Every parent will agree that just when things are ticking along nicely in life and everyone is getting enough sleep, a sick baby or child will throw everything out again. We had my parents come to stay last week and of course that coincided perfectly with Walter and I coming down with something – this happens every time we have my parents come to stay or stay with them! We suspect Walter has inherited my asthma, so every time he gets sick he almost immediately develops a nasty wet cough and wakes himself up all night coughing.

Last week we had a whole new thing – he was waking up SCREAMING like he was being murdered, inconsolable for hours. We tried bottles, we tried singing, we tried rocking and eventually ignoring him. Nothing worked. Eventually a few puffs of ventolin and some paracetamol at least broke him out of his screaming cycle and he’d drift back to sleep. Only to repeat the whole thing the following night. This made for a very tired little boy during the day and two very tired parents. It’s amazing how quickly you forget how much a lack of sleep effects every aspect of life – Justus and I were snapping at each other and the kids, forgetting things and drinking way too much coffee.

The Invalid
The Invalid

Anyway, we got through it – at least, Walter got better. But after a week of being rocked, held and coddled to sleep, he had our number. You want me to read stories and go to bed? Ha! Sorry Mum. I think I’ll stand at the end of my cot and scream until you come cuddle me.

Now that Walter’s been a pretty good sleeper for six months or so, I realised I’d completely forgotten what techniques I used to get him to sleep. I had to really think about what to do…he’s crying, and there’s nothing wrong with him…where to from here? But the last few nights have been okay – I seem to have cracked him without too many tears from either of us, and thought I’d share why.
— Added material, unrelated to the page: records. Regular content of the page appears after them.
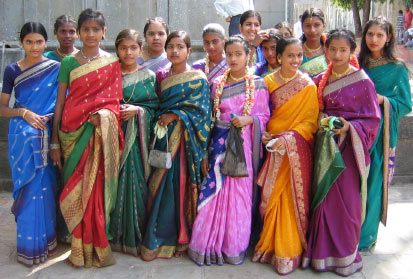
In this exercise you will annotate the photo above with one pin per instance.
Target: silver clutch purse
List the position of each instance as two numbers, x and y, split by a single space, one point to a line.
160 159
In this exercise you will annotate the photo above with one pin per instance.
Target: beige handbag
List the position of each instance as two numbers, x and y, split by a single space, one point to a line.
160 159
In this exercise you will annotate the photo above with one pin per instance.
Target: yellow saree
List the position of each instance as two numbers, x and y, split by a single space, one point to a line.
286 179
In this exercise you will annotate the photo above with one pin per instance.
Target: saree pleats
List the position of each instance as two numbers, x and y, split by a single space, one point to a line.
340 176
92 157
222 229
391 80
33 175
172 193
285 179
128 220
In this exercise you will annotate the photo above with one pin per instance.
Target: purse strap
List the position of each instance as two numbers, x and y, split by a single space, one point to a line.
156 136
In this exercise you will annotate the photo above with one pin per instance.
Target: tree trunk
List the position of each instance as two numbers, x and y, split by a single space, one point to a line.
356 17
366 11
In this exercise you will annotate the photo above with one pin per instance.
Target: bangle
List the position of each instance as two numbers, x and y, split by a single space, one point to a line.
54 146
24 113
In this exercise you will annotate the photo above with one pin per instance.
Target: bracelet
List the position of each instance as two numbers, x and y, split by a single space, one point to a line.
24 113
54 146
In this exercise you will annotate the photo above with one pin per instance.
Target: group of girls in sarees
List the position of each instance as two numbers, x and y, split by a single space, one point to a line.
318 131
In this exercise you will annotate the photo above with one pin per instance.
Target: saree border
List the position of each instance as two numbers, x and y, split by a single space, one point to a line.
183 78
238 88
136 77
38 69
286 91
94 65
386 156
345 81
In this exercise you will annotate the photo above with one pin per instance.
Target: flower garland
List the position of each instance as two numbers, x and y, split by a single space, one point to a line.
249 95
207 65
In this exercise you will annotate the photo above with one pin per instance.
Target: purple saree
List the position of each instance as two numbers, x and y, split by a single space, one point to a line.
222 228
336 220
  • Make sure they have a sleep routine and are following every step – Both my kids love a good routine, but when life is travelling along normally it’s no big deal if we skip it for a night or two here and there. Going out for a late dinner, missing a bath, forgetting to brush teeth – all fine every now and then. But when they’ve gotten into the habit of sleeping badly again, I find it’s really important to stick to a strict routine. Ours is dinner at 5.30pm, bath at 6, stories at 6.30 then brushing teeth, saying goodnight to big sister and toys (I know, I know, it’s sadly elaborate) and then songs before turning out the light.
  • Communicate firmly – I have to remember that Walter is 18 months old now and understands everything I say. It’s easy to forget this because he’s still my baby and doesn’t really talk. But he’s a cluey one! I find it’s effective to place him in his cot and lay a hand on his chest before saying “Goodnight” quite firmly and explaining that I’m leaving and it’s time to go to sleep.
  • Don’t run straight back in – I never leave my babies to cry if they’re upset but I also think it’s important not to run back in the moment they cry out. If he cries out, I’ll usually wait to see if he’s really crying or just “Mama….Mamaaaaaa…” type protesting. If it’s protesting, I’ll leave him until it either resolves (he often goes quiet after a few minutes) or escalates into a proper cry.
  • If you go back in, don’t leave – Once I go back into the room I’m there for good. I find going in and out only distresses him more and takes longer. When I go back in I lay Walter down in the cot and repeat that it’s time to sleep. I then pat him until he goes to sleep. I really try not to pick him up – whenever I do, I can guarantee he will call out again the next night. Sometimes it takes 10-15 minutes of patting to get him to sleep but it is so worth it!
  • Don’t undo all your hard work at nap time – I find if I then rock him to sleep or give him a bottle at nap time the following day, it renders the previous night’s drama useless. It’s important to stick to the same routines day and night.

When I write it down like that it sounds pretty simple, but of course it isn’t in practice – it’s hard to know what to do with an older baby who is smart and determined, and willing to stand at the end of his crib and scream for just about as long as it takes! I find being calm and firm the best approach – if you’re going through the same thing, I hope you and your toddler are back to uninterrupted nights in no time!